Bitcoin, Ethereum and many other top cryptocurrencies have fallen sharply and are now down nearly 50% from their all-time highs. The stock market has also taken a major hit, seemingly related to COVID-19 and inflation. Why there is a continued decline in the cryptocurrency market?
Stocks Pull Back Sharply
The Nasdaq Composite lost 7.6% over the past week, its biggest drop since 2020 and the outbreak.
Some companies that saw huge growth due to working from home, such as Zoom, Peloton and Netflix, saw demand fall back to pre-pandemic levels. While this may be good for society as a whole, it is certainly bad for these stocks and their prices. Netflix shares fell 21% on Friday due to poor earnings.
As society returns to normalcy, so does fiscal and monetary policy. The Fed has been reducing the amount of bonds they buy each month and has signaled a rate hike in 2022, both of which have reduced the appeal of high-growth tech stocks.
Most investors view cryptocurrencies as a high-risk tech-related investment, so it’s only natural that their prices would fall along with tech stocks. In the same week that Netflix fell 20%, the overall cryptocurrency market fell 22% as investors turned to safer assets such as gold, blue-chip stocks and interest-bearing stablecoins.

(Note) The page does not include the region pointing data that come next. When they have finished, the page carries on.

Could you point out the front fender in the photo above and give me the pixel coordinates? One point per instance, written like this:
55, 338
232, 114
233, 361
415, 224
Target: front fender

As long as the tech market continues to crash, it will be difficult for the cryptocurrency market to make new highs. Over time, as the economy continues to recover and investors regain confidence in riskier assets, cryptocurrencies will once again be a popular investment vehicle. It could be as long as a few months, it could be as long as a few years.
Cycle Law
Another factor behind the cryptocurrency market’s recent decline is the spread of its 4-year bear and bull cycle. For the past 12 years, the crypto market has followed a steady cycle of a 3-year bear market and a 1-year bull market. There were bull markets in 2014 and 2017, followed by long bear markets. This trend continues in 2021 as cryptocurrencies go mainstream again and hit new all-time highs.
Now, about a year after the bull market began, seasoned investors fear that history will repeat itself, with a “crypto winter” in the coming years.
This possibility becomes even more dire when looking at the price chart from January 2018, which saw the start of a massive bear market, with Bitcoin falling from $20,000 to $4,000.
Whether history repeats itself remains to be seen, and no one really knows what will happen next in the market. Nonetheless, understanding the context and history of market movements is critical to understanding how best to protect wealth.
Even if the cryptocurrency market enters a multi-year slump, the fundamentals will not change, developers will continue to work hard, and blockchain will continue to be adopted globally.